Rowan Legal

Psychometric tests are a popular tool which helps employers to identify optimal job candidates, or more accurately filter non-optimal job candidates based for example on their ability to process and use information, approach to interacting with other people and approach to recognizing and handling emotions. At least that is what providers of these tests advertise.

According to the WP 29, summarising opinions of national authorities, health data also include data about a person’s intellectual and emotional capacity:

But health data (or all data pertaining to the health status of a data subject) is a much broader term than the term ‘medical’. Based on the current Data Protection Directive, national legislators, judges and DPA’s have concluded that information such as […], data about a person’s intellectual and emotional capacity (such as IQ),[…] are all data concerning the health of individual data subjects.“  [poznámka pod čarou: Annex to the letter of 5th of February 2015 sent by the Article 29 Working Party to the European Commission that responds to a request to clarify the scope of the definition of health data, available at]

This means that apart from legal title under Article 6 (for example, in this scenario, legitimate interest or contract conclusion) of the GDPR, exception from the general prohibition of processing of special categories of personal data under Article 9 of the GDPR is necessary for the lawful processing of these personal data.

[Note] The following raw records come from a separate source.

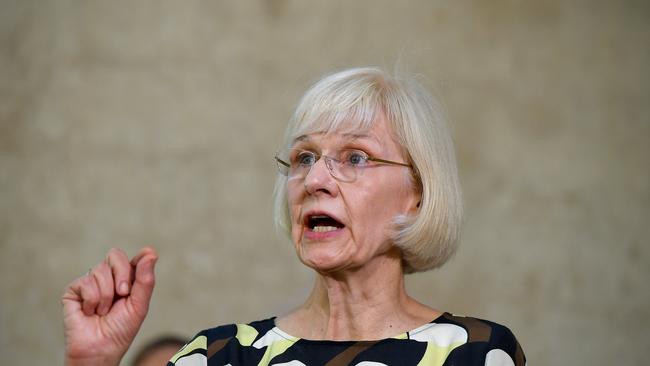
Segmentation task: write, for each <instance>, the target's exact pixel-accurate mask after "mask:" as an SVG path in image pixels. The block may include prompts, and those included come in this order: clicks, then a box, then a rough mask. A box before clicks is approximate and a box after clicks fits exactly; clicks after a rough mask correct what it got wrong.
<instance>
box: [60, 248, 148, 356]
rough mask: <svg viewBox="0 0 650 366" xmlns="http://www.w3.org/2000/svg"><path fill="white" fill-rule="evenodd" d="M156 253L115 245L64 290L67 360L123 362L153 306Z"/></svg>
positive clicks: (63, 314) (66, 352) (61, 298)
mask: <svg viewBox="0 0 650 366" xmlns="http://www.w3.org/2000/svg"><path fill="white" fill-rule="evenodd" d="M157 260H158V255H157V254H156V252H155V251H154V250H153V248H150V247H145V248H143V249H141V250H140V252H139V253H138V254H137V255H135V256H134V257H133V258H132V259H130V260H129V258H128V257H127V255H126V253H124V251H122V250H121V249H116V248H113V249H111V250H110V251H109V252H108V254H107V255H106V258H105V260H104V261H102V262H100V263H99V264H97V265H96V266H95V267H93V269H92V270H90V271H89V272H88V274H86V275H84V276H81V277H79V278H77V279H76V280H74V281H73V282H72V283H70V284H69V285H68V286H67V287H66V289H65V292H64V293H63V296H62V298H61V302H62V304H63V324H64V331H65V364H66V365H119V363H120V360H121V359H122V357H123V356H124V354H125V353H126V351H127V349H128V348H129V346H130V345H131V343H132V342H133V338H135V335H136V334H137V333H138V330H139V329H140V325H141V324H142V322H143V321H144V318H145V316H146V315H147V311H148V310H149V301H150V300H151V294H152V292H153V288H154V284H155V275H154V266H155V264H156V261H157Z"/></svg>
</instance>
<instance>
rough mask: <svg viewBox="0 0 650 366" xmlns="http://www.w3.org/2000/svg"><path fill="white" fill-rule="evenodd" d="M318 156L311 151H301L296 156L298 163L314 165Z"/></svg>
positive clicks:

Although explicit consent as one of the possible exceptions might be used by the employers to ensure their compliance with the GDPR, such approach would be against opinions of WP29 on personal data processing within employment and recruitment process, where such consent might not be considered as freely given by the data subjects, and therefore, would be invalid. According to our opinion, only possible exceptions remaining under Article 9 of the GDPR are paragraphs b), f) or h), i.e. processing for the purposes of carrying out obligations and exercising specific rights of the employer; processing for establishment, exercise or defense of legal claims; or processing for the purposes of assessment of working capacity (however an assessment of working capacity would have to be conducted by medical professional). But none of these exceptions fits this scenario perfectly and clarification from data protection authorities would be welcome.

Such an approach adds another layer of complexity to hiring processes and also increases the risk of such processing and execution of the psychometric test. We would at least recommend modifying information about data processing provided to employees and records of processing. Higher risks connected with the processing of sensitive data should also be taken into account. We will let you know in case of any further progress in this area.